Green buildings are intended to do good – conserve energy, protect the environment and improve the health of occupants. But some green systems are putting people who install and maintain them in harms way, says a research study conducted by Work Environment graduate Mohamed Omar.
“We found that many of the green buildings that house these systems were not designed with workers in mind,” says Omar, a Lowell resident who works as an environmental management engineer at Harvard University’s Office of Environmental Health, Safety and Emergency Management. “Unfortunately, in the rush to go green, safety is often overlooked.”
Working with his adviser Prof. Margaret Quinn, Omar found an increased risk of occupational safety and health hazards for five common green building features – geothermal wells, green roofs, rainwater harvesting systems, energy recovery wheels and
natural light percolating systems.
His findings showed that workers could slip from unguarded rooftops or fall through skylights not designed to support the weight of a person. Some of the systems were installed in confined spaces, trapping technicians or forcing them to work in awkward positions that can increase the risk of slips, falls and musculoskeletal strain injuries.
But the study has an upside. Many of the hazards could be eliminated in the design phase.
“Green should be safe and safe should be green,” says Omar who in June defended his thesis on integrating health and safety into the design, commissioning and operation of green buildings certified by the U.S. Green Building Council Leadership in Energy and Environmental Design (LEED) rating system.

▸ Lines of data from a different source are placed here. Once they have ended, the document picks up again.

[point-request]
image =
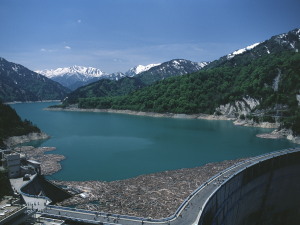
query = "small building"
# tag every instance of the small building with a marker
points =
(12, 162)
(35, 165)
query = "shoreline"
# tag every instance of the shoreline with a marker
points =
(17, 102)
(156, 195)
(16, 140)
(149, 114)
(50, 163)
(275, 134)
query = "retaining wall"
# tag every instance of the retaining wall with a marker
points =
(266, 193)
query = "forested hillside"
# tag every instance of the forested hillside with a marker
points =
(273, 80)
(123, 86)
(12, 125)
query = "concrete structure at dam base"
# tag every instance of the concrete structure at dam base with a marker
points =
(267, 193)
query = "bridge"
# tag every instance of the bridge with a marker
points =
(214, 202)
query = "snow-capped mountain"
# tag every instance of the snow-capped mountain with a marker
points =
(175, 67)
(18, 83)
(139, 69)
(81, 71)
(75, 76)
(241, 51)
(289, 41)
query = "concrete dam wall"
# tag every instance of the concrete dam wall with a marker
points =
(266, 193)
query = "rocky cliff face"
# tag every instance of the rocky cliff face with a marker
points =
(243, 107)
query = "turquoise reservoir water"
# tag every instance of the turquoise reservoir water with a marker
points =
(104, 146)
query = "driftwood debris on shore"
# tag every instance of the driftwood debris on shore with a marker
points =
(49, 162)
(155, 195)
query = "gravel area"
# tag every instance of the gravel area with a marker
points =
(49, 162)
(154, 195)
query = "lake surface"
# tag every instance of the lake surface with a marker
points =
(106, 146)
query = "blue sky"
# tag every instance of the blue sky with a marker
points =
(115, 35)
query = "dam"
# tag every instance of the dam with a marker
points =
(261, 190)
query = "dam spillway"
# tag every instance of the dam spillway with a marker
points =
(261, 190)
(268, 192)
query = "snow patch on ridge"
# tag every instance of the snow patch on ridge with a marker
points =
(140, 68)
(242, 107)
(89, 72)
(240, 51)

Omar developed a new rating tool that fits in with the LEED system, making it easy for architects to integrate safety into green building features.
“Mohamed’s research is important because there are increasing case reports of occupational injuries and fatalities associated with green building technologies,” says Quinn. “He evaluated the impact of green buildings on the health and safety of the people who operate and maintain them and then developed a new rating tool and scoring system that can be used by architects and engineers so they can anticipate and eliminate these hazards in the design phase – before the building is constructed and hazards are built in for the lifetime of the building.”